The last person to arrive was the orang tua — Gunda from Mola Utara, a ritual expert and boat builder, to perform the prayers. Gunda built Tunas Baru, the owner’s other perahu, and has carried out repairs on Tunas Muda in the past. He boarded the perahu from the side and first placed the tiller into the rudder stock. He then sat down facing the tiller with his back to the cabin and prayed [see Plate 7-3]. Next he poured water from a glass which someone gave him onto the rudder stock and put his right hand over the wetted area — and his left hand over his lower stomach. He prayed again for about 3 minutes. After this he went to the front of the boat and prayed to the main sail rope and then began to hoist the main sail. The crew then took over and continued to hoist the sail. At this point, I left Tunas Muda and paddled over to Penasehat Baru anchored nearby and sat on the deck, watching and taking photos. Gunda then prayed again to the anchor rope and then all the crew helped to pull up the anchor. Gunda left the perahu by the side and got into a canoe tied to the rear of the perahu. Some family also left Tunas Muda at this point and paddled back to the village, while some remained in their canoes being towed along behind the perahu. Some family were still on the perahu as it slowly started under sail. They hoisted the jib sail and sailed towards Otouwe Island and then tacked in front of Mola Selatan for a short distance and south towards Kaledupa Reef. One by the one the people in the canoes behind the perahu let go and returned to the village. As the perahu disappeared from sight, I paddled back.

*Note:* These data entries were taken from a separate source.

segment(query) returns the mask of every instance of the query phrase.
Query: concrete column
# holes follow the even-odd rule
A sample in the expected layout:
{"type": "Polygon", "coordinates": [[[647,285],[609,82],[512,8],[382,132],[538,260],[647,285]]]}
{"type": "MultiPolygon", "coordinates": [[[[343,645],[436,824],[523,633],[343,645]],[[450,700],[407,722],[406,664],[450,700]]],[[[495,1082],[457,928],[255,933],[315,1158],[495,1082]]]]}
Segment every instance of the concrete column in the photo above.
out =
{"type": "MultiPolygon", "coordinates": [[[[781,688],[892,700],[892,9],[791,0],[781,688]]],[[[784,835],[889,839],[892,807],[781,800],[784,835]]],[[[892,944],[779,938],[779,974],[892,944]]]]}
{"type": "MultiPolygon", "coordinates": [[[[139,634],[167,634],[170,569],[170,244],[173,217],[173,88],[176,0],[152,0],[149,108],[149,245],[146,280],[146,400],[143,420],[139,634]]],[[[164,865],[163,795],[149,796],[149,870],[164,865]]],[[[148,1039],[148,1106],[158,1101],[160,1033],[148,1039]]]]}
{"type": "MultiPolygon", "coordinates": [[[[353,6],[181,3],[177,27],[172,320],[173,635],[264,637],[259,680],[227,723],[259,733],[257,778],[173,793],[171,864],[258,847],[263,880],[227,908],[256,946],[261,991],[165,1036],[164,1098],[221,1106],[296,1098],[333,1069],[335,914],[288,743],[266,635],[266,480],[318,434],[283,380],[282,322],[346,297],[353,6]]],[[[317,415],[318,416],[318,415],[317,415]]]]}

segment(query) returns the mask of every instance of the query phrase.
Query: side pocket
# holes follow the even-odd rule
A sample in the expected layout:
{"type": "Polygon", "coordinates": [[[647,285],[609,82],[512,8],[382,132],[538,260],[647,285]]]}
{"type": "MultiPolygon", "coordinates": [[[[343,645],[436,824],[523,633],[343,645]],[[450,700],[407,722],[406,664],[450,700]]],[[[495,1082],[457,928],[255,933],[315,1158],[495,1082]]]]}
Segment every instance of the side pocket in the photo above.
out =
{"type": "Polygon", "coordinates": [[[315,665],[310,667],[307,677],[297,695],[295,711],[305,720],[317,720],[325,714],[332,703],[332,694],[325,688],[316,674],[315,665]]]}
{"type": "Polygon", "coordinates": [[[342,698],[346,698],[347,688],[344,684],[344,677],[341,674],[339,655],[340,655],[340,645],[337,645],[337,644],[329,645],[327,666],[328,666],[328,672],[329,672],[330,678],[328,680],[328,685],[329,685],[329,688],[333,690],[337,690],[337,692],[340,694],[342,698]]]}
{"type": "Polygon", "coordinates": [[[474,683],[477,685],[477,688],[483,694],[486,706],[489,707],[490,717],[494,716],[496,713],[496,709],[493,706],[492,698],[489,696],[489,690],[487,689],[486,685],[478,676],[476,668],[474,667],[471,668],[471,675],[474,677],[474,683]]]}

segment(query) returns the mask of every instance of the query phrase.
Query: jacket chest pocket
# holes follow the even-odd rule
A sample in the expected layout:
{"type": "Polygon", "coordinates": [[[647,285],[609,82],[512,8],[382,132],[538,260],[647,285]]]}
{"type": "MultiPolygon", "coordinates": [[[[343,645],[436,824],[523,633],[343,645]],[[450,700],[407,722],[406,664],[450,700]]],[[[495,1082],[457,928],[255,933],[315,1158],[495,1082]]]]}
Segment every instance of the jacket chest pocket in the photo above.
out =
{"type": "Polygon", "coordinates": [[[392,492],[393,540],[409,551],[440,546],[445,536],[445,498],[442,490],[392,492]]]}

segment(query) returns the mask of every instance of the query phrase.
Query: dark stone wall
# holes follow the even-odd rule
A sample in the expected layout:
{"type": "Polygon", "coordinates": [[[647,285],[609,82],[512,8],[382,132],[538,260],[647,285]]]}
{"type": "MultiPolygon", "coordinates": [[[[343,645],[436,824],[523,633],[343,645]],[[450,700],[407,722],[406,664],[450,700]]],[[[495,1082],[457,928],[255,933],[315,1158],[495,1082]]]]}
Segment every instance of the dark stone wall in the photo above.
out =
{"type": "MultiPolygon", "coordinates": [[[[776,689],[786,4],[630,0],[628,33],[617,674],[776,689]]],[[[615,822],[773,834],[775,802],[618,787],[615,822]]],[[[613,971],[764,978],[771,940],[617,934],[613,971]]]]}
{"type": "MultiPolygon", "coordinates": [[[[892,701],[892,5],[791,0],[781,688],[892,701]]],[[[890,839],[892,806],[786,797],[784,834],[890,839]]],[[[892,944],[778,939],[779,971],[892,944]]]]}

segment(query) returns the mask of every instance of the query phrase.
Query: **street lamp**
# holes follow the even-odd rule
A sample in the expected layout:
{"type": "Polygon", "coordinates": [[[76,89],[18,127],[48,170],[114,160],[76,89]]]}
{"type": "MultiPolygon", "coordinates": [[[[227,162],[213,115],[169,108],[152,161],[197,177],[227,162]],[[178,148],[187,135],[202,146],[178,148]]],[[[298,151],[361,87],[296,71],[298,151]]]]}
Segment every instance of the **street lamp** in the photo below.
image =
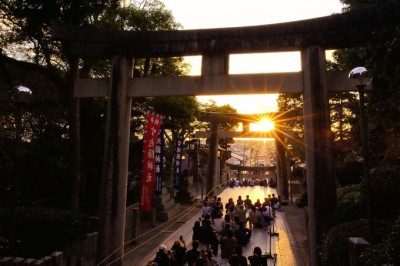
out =
{"type": "Polygon", "coordinates": [[[369,240],[373,242],[373,221],[372,221],[372,206],[371,206],[371,184],[369,175],[369,148],[368,148],[368,134],[367,134],[367,118],[365,115],[365,87],[371,83],[371,75],[365,67],[356,67],[349,73],[349,79],[353,85],[357,87],[359,94],[359,108],[360,108],[360,124],[361,124],[361,142],[364,157],[364,178],[365,178],[365,196],[367,203],[367,219],[368,219],[368,235],[369,240]]]}
{"type": "Polygon", "coordinates": [[[15,141],[16,141],[16,156],[14,169],[14,184],[12,190],[12,206],[11,206],[11,255],[15,254],[16,244],[16,223],[17,223],[17,204],[19,193],[19,177],[21,169],[21,141],[22,141],[22,114],[24,105],[32,99],[32,91],[24,86],[17,86],[11,92],[11,98],[16,104],[18,110],[15,115],[15,141]]]}
{"type": "Polygon", "coordinates": [[[32,99],[32,91],[31,89],[24,86],[17,86],[12,91],[12,100],[17,105],[23,105],[30,102],[32,99]]]}
{"type": "Polygon", "coordinates": [[[291,171],[291,167],[290,167],[290,157],[291,157],[291,153],[292,153],[292,150],[293,150],[293,145],[292,144],[287,144],[286,145],[286,150],[285,150],[285,167],[286,167],[286,172],[287,172],[287,175],[289,175],[289,181],[290,181],[290,202],[293,202],[293,174],[292,174],[292,171],[291,171]]]}

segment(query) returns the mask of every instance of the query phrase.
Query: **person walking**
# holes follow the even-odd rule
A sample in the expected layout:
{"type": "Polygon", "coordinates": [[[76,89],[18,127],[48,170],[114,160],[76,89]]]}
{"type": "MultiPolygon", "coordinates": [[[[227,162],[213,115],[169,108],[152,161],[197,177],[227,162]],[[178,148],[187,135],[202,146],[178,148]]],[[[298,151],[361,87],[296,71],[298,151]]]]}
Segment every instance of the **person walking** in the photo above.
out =
{"type": "Polygon", "coordinates": [[[192,240],[198,240],[200,242],[203,242],[204,240],[203,227],[201,226],[200,221],[194,222],[192,240]]]}
{"type": "Polygon", "coordinates": [[[206,217],[206,216],[210,216],[211,217],[211,213],[212,213],[212,208],[210,203],[208,203],[207,201],[204,201],[203,203],[203,207],[201,207],[201,212],[202,212],[202,217],[206,217]]]}
{"type": "Polygon", "coordinates": [[[250,210],[251,207],[253,206],[253,203],[252,203],[249,195],[246,195],[246,199],[244,200],[244,206],[245,206],[246,210],[250,210]]]}
{"type": "Polygon", "coordinates": [[[183,266],[186,262],[186,244],[185,240],[181,236],[179,240],[175,240],[174,244],[171,247],[171,253],[173,255],[173,262],[171,265],[173,266],[183,266]],[[181,246],[182,243],[182,246],[181,246]]]}
{"type": "Polygon", "coordinates": [[[218,235],[221,235],[222,230],[224,229],[224,220],[222,219],[222,213],[218,213],[214,219],[212,219],[211,227],[217,232],[218,235]]]}
{"type": "Polygon", "coordinates": [[[211,246],[213,249],[214,255],[218,254],[218,236],[215,230],[211,227],[211,221],[206,220],[205,225],[203,227],[203,237],[204,237],[204,244],[207,246],[211,246]]]}
{"type": "Polygon", "coordinates": [[[200,251],[198,250],[200,242],[198,240],[193,240],[192,249],[186,252],[186,261],[189,266],[193,266],[197,258],[200,256],[200,251]]]}
{"type": "Polygon", "coordinates": [[[157,263],[158,266],[169,266],[171,263],[171,256],[166,249],[167,247],[165,245],[160,245],[158,248],[158,252],[154,258],[154,262],[157,263]]]}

According to Si Gunda, the moment of departure is the time when the Bajo enter the domain of the ancestors (mbo madilao) and thus prayer must be directed at them as well as the older twin sibling of the Bajo (Kaka):
I pray to mbo madilao, who ask Kaka, Kaka answers to mbo madilao who answer to me; I receive a reply usually later when I am sleeping or dreaming. We must do this so we don’t get into danger at sea. We ask Kaka to accompany us, so Kaka must know our destination. If we don't let mbo madilao and Kaka know, then Kaka will become our enemy and we will get into danger at sea or get sick (Si Gunda, Mola Utara).
Two other ritual experts suggested prayers are directed to God and the prophets at this time. Si Mbaga told me that for this prayer:
I pray to the prophets and God for the crew to be spared from danger at sea; to avoid big waves, strong wind, and so as not to collide into a reef. We must mention the name of God to protect us from danger at sea.

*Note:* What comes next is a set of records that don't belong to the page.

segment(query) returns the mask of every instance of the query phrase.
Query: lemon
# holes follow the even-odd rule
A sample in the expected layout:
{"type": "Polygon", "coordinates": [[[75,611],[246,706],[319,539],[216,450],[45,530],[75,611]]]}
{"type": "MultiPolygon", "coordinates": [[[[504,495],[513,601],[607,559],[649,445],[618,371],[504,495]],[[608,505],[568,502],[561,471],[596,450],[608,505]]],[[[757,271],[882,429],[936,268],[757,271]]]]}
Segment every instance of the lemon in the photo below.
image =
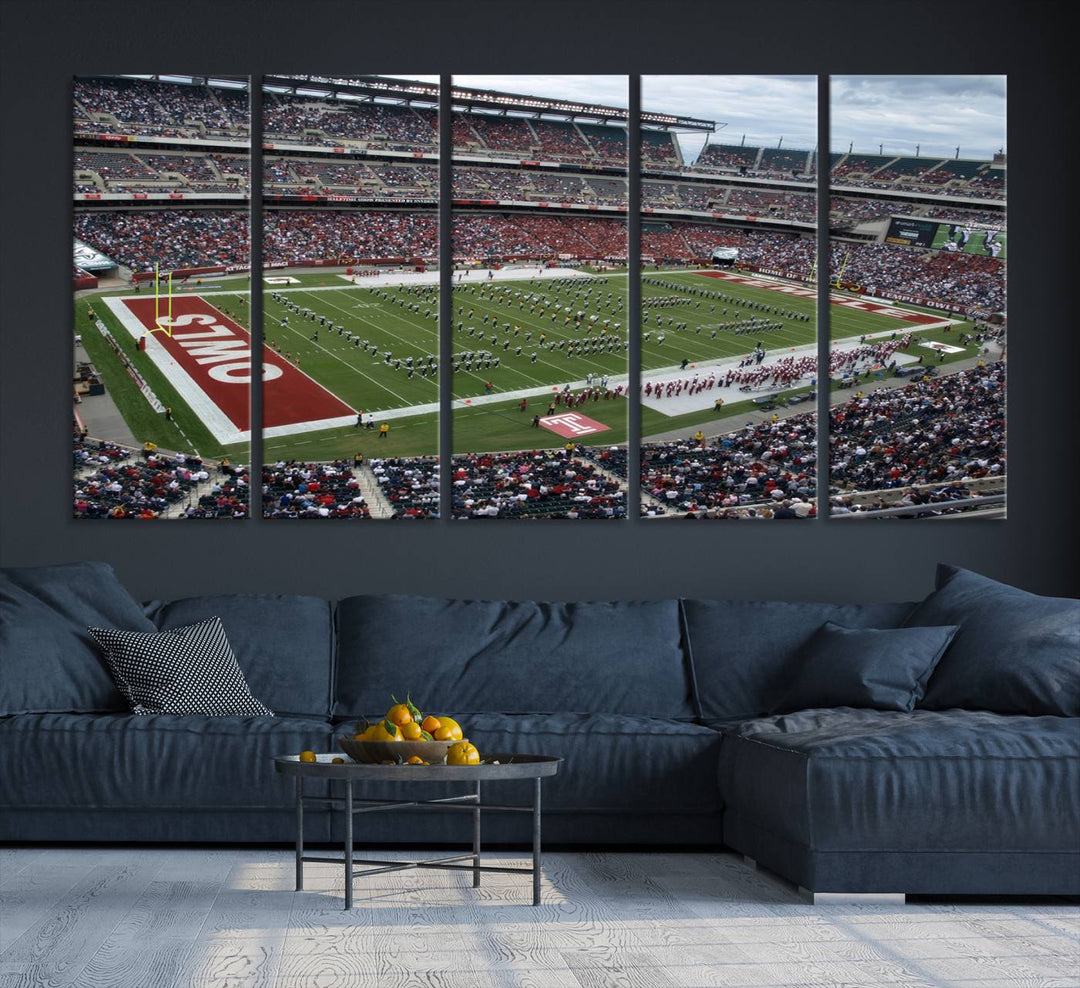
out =
{"type": "Polygon", "coordinates": [[[424,729],[415,720],[410,720],[407,724],[401,724],[399,730],[406,741],[419,741],[420,735],[424,733],[424,729]]]}
{"type": "Polygon", "coordinates": [[[315,754],[314,751],[300,752],[300,761],[302,762],[317,762],[318,760],[318,756],[315,754]]]}
{"type": "Polygon", "coordinates": [[[345,759],[344,758],[331,758],[330,759],[330,764],[331,765],[344,765],[345,764],[345,759]]]}
{"type": "Polygon", "coordinates": [[[386,711],[386,719],[391,724],[397,724],[398,727],[404,727],[406,724],[411,724],[413,716],[409,713],[409,708],[404,703],[395,703],[389,710],[386,711]]]}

Success in fishing is conceived of as being the result of good fortune deriving from the navel of the perahu. All rituals surrounding the boat prior to departure ‘are aimed at increasing good fortune’ (Southon 1995: 7).
[1] Boats returning to Mola at the end of the season appeared to have more stable crew membership than those returning to Mantigola.
[2] In some cases, provisions are only sufficient for the trip to Pepela, and additional provisions are acquired on arrival there — usually on credit from a trader. The credit arrangements can also include the transfer of cash back to Mola.